I have this kind of Dataframe, I split it by unique value in "a" and "b". DF:
a b c d
0 red green 1 2
1 brown red 4 5
2 black grey 0 0
3 red blue 6 1
4 green blue 0 3
5 black brown 2 8
6 red grey 4 6
Code:
colors = pd.unique(df[['a', 'b']].values.ravel('K'))
Then I do calculation in a new column "e" for each DF:
df_list = []
for color in colors:
current_df = df[(df.a == color) | (df.b == color)].copy()
current_df["e"] = current_df.apply(
lambda x: (
current_df[(current_df.a == color)].loc[x.name + 1 :, "c"].sum()

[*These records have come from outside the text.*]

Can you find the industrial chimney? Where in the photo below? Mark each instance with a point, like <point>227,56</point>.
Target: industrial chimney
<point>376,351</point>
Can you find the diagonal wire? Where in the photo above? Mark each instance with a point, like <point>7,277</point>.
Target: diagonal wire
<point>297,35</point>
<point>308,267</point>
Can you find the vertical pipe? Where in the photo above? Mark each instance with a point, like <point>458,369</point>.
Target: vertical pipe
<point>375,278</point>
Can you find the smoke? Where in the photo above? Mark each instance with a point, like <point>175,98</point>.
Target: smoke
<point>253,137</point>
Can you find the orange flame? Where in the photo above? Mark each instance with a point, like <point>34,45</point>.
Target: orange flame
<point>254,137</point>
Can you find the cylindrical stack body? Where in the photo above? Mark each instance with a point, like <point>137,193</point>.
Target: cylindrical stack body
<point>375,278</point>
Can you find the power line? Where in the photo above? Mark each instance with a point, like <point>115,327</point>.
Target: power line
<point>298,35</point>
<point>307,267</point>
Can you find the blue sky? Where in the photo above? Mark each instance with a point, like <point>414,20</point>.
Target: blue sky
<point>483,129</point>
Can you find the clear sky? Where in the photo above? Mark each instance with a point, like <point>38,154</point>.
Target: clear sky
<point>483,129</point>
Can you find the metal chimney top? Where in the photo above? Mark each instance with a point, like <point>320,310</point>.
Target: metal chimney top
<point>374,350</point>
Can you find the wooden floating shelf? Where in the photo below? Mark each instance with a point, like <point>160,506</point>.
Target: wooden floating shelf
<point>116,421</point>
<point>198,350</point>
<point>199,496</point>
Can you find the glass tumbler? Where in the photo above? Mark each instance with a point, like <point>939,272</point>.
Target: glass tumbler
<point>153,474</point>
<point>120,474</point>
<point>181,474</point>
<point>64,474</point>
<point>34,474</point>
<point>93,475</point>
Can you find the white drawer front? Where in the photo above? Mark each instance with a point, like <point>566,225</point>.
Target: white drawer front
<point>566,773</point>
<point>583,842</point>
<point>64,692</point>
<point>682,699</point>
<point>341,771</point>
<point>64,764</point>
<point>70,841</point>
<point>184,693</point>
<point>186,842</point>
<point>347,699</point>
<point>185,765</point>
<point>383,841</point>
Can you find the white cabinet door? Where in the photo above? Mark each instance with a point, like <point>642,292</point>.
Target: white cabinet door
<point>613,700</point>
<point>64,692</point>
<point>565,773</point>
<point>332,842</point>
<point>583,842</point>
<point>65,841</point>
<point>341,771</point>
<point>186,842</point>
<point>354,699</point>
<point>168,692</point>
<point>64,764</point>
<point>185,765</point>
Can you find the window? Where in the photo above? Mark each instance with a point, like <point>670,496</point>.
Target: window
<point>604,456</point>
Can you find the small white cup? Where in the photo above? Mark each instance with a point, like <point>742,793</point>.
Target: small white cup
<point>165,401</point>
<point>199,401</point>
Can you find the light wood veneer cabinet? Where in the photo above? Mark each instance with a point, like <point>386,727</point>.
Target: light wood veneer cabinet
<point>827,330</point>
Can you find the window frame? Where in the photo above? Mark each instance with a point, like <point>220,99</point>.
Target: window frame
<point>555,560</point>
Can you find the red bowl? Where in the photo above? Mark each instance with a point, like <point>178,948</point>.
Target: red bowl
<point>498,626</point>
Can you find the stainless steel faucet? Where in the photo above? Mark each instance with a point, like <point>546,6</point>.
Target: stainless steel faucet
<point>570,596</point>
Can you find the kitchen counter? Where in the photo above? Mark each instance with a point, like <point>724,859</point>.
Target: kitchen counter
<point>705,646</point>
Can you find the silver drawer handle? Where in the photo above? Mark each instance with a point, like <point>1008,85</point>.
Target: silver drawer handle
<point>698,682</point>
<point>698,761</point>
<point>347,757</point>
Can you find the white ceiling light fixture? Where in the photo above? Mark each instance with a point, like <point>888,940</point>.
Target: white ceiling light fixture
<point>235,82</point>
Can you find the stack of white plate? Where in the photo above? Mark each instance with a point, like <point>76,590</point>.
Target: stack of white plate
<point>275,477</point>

+ current_df[(current_df.b == color)].loc[x.name + 1 :, "d"].sum()
)
/ (
current_df[(current_df.a == color)].loc[x.name + 1 :, "c"].size
+ current_df[(current_df.b == color)].loc[x.name + 1 :, "d"].size
),
axis=1,
)
df_list.append(current_df)
df_list
df_list
[ a b c d e
0 red green 1 2 5.0
1 brown red 4 5 5.0
3 red blue 6 1 4.0
6 red grey 4 6 NaN,
a b c d e
1 brown red 4 5 8.0
5 black brown 2 8 NaN,
a b c d e
2 black grey 0 0 2.0
5 black brown 2 8 NaN,
a b c d e
0 red green 1 2 0.0
4 green blue 0 3 NaN,
a b c d e
2 black grey 0 0 6.0
6 red grey 4 6 NaN,
a b c d e
3 red blue 6 1 3.0
4 green blue 0 3 NaN]
This code works well but when I am going to combine with dfconcat = pd.concat(df_list) all list of dataframes the result is not what I expect
dfconcat:
a b c d e
0 red green 1 2 5.0
1 brown red 4 5 5.0
3 red blue 6 1 4.0
6 red grey 4 6 NaN
1 brown red 4 5 8.0
5 black brown 2 8 NaN
2 black grey 0 0 2.0
5 black brown 2 8 NaN
0 red green 1 2 0.0
4 green blue 0 3 NaN
2 black grey 0 0 6.0
6 red grey 4 6 NaN
3 red blue 6 1 3.0
4 green blue 0 3 NaN
Expected Result:
a b c d e1 e2
0 red green 1 2 5.0 0.0
1 brown red 4 5 8.0 5.0
2 black grey 0 0 2.0 6.0
3 red blue 6 1 4.0 3.0
4 green blue 0 3 NaN NaN
5 black brown 2 8 NaN NaN
6 red grey 4 6 NaN NaN
It seems that duplicate the rows when pass pd.concat, How can I fix? I have to change the whole code or it possible by change pd.concat into merge for example?